Greg Nicotero is an unrivaled genius when it comes to creating zombies, but this is not a show about zombies, but rather, it is a show about  about survival, the monsters that desperation conjures, and Rick Grimes, Daryl, Michonne, Glenn, Maggie, Carl, and the others. The characters are what keeps us coming back, but AMC seems to think that they can take this concept and recreate it with new characters and other stories about survival, even though last season’s Woodbury heavy episodes lacked the punch of the ones featuring the main cast.

Despite that, you can see how this would be appealing to Walking Dead concept creator, Robert Kirkman.

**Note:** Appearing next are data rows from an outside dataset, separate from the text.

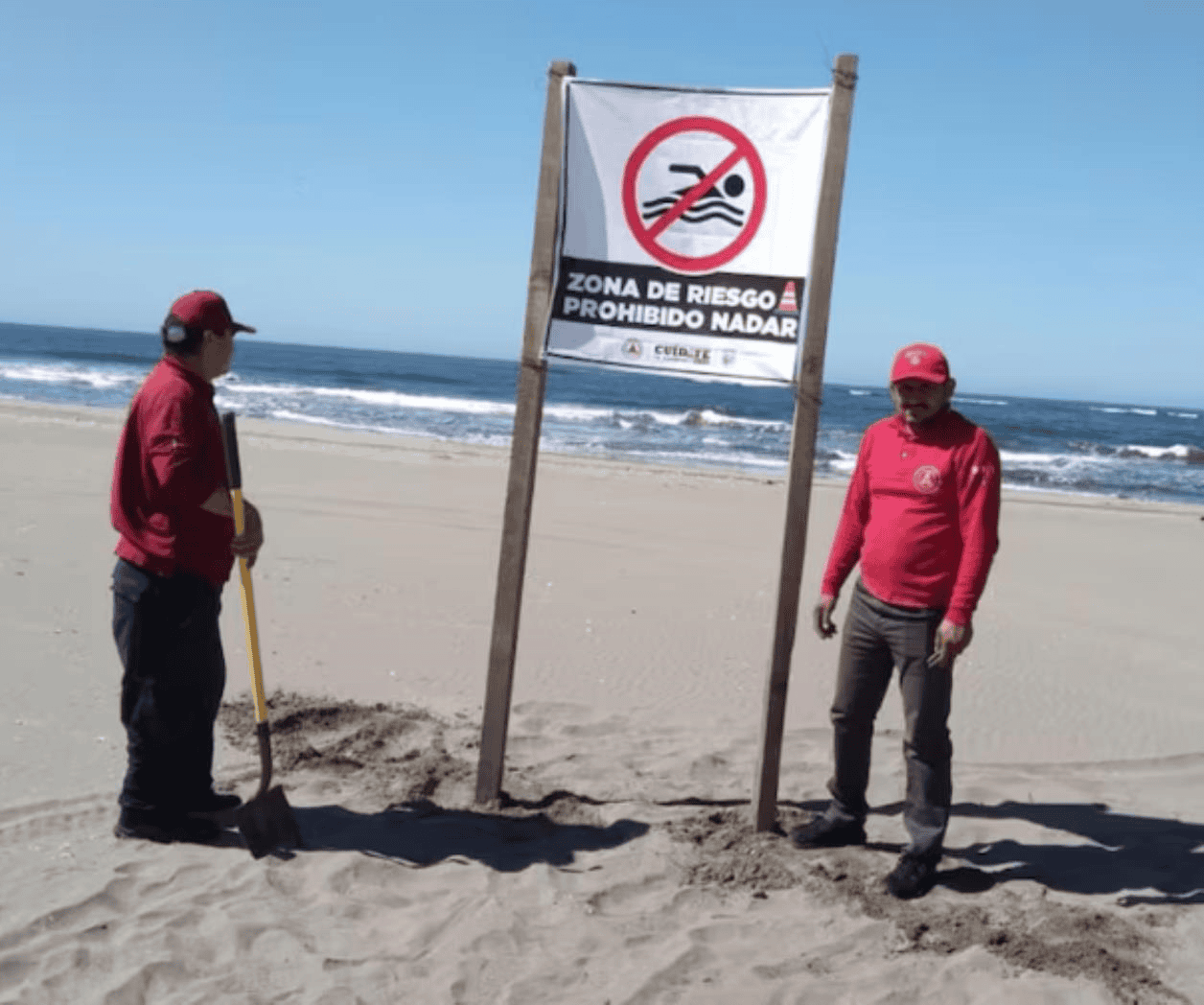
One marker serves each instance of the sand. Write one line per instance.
(620, 865)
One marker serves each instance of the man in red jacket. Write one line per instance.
(173, 510)
(921, 516)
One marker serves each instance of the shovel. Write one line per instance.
(266, 821)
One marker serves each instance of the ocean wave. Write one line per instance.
(100, 380)
(1114, 409)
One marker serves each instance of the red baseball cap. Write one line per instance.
(920, 362)
(206, 309)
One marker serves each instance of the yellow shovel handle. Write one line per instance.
(248, 616)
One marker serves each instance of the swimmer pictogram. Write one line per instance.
(673, 224)
(711, 205)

Chained to a blueprint created by his hand, there are always complaints when Walking Dead the TV series diverges from the comic book – something it has to do, and something it does often. For Kirkman, the Walking Dead spin-off is a chance to explore the world that he created without as many pre-established boundaries, but can both shows be serviced equally, or could AMC’s most important show suffer?

There’s also the question of timing: The Walking Dead “companion series” wouldn’t air until 2015, right around when The Walking Dead will enter its sixth season.

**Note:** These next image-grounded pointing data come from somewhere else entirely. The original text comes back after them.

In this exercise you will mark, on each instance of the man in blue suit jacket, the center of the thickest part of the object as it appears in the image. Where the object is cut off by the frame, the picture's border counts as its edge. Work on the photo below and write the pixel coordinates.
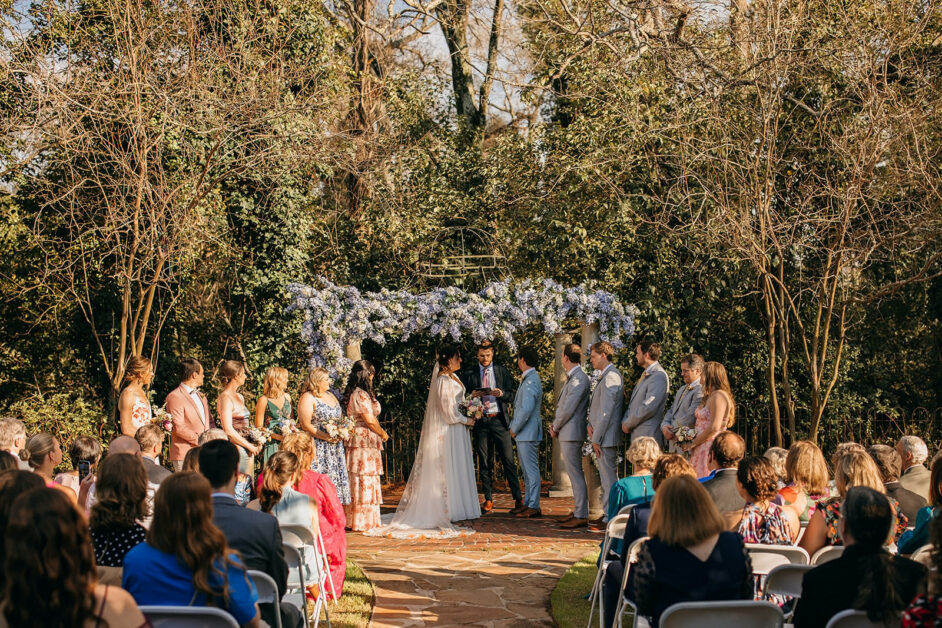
(527, 428)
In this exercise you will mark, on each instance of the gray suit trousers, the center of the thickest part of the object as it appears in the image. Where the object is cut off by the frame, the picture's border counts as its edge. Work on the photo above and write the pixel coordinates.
(608, 475)
(572, 458)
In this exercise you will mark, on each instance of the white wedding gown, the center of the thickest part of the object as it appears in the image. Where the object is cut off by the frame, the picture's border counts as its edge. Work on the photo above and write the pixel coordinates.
(441, 487)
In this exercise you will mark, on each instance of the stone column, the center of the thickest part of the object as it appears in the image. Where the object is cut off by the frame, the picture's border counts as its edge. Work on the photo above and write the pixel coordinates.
(561, 486)
(590, 335)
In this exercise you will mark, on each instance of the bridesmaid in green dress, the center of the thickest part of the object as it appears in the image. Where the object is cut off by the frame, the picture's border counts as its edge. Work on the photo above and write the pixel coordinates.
(273, 409)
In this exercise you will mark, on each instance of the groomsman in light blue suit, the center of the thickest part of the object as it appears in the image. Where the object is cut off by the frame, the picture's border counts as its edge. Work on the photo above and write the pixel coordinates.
(527, 428)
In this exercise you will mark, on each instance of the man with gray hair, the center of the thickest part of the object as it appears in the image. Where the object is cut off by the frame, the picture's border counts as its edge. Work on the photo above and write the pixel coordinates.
(914, 453)
(13, 439)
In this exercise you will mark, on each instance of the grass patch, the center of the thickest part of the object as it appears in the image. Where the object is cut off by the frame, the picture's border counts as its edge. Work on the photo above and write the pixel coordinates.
(355, 605)
(568, 605)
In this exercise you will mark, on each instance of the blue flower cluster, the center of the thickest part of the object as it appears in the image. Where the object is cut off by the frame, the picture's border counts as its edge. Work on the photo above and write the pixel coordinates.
(335, 316)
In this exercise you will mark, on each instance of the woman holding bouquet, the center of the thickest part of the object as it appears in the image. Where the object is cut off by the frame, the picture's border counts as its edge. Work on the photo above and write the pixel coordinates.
(318, 408)
(364, 449)
(273, 409)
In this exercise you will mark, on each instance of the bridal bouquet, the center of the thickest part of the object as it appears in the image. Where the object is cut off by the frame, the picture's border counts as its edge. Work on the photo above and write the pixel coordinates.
(685, 434)
(472, 407)
(162, 418)
(339, 427)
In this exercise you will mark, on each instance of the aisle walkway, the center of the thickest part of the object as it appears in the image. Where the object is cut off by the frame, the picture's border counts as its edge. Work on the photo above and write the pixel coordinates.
(501, 576)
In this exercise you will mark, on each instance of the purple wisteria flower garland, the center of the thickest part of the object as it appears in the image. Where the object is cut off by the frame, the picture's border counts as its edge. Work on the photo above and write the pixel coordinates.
(335, 316)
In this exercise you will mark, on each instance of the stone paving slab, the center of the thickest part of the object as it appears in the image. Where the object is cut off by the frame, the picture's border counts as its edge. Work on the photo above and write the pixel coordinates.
(499, 577)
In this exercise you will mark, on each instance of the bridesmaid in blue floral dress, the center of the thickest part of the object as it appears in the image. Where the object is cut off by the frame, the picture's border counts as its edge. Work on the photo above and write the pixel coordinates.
(316, 406)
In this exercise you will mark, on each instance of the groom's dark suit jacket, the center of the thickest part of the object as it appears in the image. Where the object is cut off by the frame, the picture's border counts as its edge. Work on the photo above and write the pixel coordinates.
(471, 378)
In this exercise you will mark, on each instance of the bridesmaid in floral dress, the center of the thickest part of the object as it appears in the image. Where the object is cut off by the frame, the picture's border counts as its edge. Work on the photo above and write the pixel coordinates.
(316, 406)
(364, 449)
(716, 413)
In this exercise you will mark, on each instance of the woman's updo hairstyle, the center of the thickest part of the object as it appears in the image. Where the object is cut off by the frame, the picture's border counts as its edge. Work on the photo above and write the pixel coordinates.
(229, 370)
(445, 353)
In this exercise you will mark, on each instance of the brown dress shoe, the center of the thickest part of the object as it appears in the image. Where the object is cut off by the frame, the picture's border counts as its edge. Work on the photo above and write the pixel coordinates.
(574, 523)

Typically, a TV show will get more expensive as it ages. An actor’s status can be elevated by these shows and they can get more opportunities elsewhere, thus granting them leverage in salary negotiations or an excuse to leave. Writers leave too; they start their own shows or simply move on to other projects – and all of a sudden, a show starts to feel very different, ratings start to fall, and critics start to chip away at these once beloved titans. Look at ER, The West Wing, Dexter or True Blood for examples of what that looks like.

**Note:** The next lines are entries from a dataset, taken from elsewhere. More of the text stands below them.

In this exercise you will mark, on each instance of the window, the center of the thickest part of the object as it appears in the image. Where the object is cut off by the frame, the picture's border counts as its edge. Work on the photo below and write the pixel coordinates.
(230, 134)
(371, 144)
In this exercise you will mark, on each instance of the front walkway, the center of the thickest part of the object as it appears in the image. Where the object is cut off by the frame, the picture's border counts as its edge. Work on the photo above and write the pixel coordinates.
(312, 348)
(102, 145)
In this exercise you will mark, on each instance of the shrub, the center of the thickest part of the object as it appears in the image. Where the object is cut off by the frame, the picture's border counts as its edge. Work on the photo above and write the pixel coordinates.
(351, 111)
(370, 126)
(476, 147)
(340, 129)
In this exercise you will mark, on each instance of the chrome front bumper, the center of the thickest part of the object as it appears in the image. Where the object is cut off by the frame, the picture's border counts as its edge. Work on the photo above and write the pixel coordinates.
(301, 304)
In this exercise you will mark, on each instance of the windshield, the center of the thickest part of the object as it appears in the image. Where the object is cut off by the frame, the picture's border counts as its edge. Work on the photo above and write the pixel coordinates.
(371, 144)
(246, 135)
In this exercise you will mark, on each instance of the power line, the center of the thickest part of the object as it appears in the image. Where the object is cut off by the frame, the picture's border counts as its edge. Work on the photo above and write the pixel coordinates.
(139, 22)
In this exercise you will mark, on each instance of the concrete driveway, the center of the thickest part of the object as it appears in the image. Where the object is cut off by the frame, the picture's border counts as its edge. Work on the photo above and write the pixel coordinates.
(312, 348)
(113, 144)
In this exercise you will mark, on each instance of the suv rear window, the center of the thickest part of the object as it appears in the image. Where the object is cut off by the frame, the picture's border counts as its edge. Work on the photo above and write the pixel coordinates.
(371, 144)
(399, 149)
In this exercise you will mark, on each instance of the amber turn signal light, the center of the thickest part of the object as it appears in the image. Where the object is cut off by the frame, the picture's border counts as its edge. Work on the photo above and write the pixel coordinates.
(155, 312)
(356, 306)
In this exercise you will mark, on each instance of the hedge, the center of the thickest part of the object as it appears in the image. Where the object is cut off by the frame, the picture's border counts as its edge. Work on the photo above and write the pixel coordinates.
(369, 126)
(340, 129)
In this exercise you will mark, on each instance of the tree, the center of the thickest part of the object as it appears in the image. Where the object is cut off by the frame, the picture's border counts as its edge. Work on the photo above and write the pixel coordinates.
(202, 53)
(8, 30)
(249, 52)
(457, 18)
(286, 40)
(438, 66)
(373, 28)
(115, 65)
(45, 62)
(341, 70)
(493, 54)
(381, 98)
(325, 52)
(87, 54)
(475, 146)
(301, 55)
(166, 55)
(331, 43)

Maybe we don’t need to worry about AMC and Robert Kirkman robbing Peter to pay Paul. Maybe the Walking Dead spin-off is actually the main series’ much cheaper eventual successor. That’s not to say that The Walking Dead is fated to die in 2015 so that this show might live, but it doesn’t seem like AMC likes expensive things, and at that point, The Walking Dead will likely be a more expensive thing.

Whether AMC is simply cheap, or sadly limited is a matter of perspective, but reputations matter, and AMC’s is decidedly mixed as the money issue has always hovered around the numerous controversies that have popped up between the network and the vaunted triumvirate of Breaking Bad, Mad Men, and The Walking Dead.

These controversies – which involve budget cuts, creator exits, and slashed episode orders – are as much a part of AMC’s history as their successes have been (thanks to the frequency with which these fights have spilled out into the public square) but could they also damage the network as it moves forward?

Last year, Shield creator Shawn Ryan took to Twitter to comment on Glen Mazzara’s exit from The Walking Dead (which followed Frank Darabont’s disastrously handled exit), saying:

“With FX, Showtime, HBO, Starz, Cinemax, A&E, TNT and others to sell to, it’s a real question now why good show runners should sell to AMC?”

With AMC’s decision to siphon off of both Breaking Bad and The Walking Dead with spin-offs, the frustrating postponement of the Mad Men conclusion across two half seasons, and the network’s recent development losing streak, one has to wonder if we are seeing other showrunners ask themselves that question.

Breaking Bad‘s series finale airs Sunday September 29th and The Walking Dead returns to AMC on Sunday October 13th.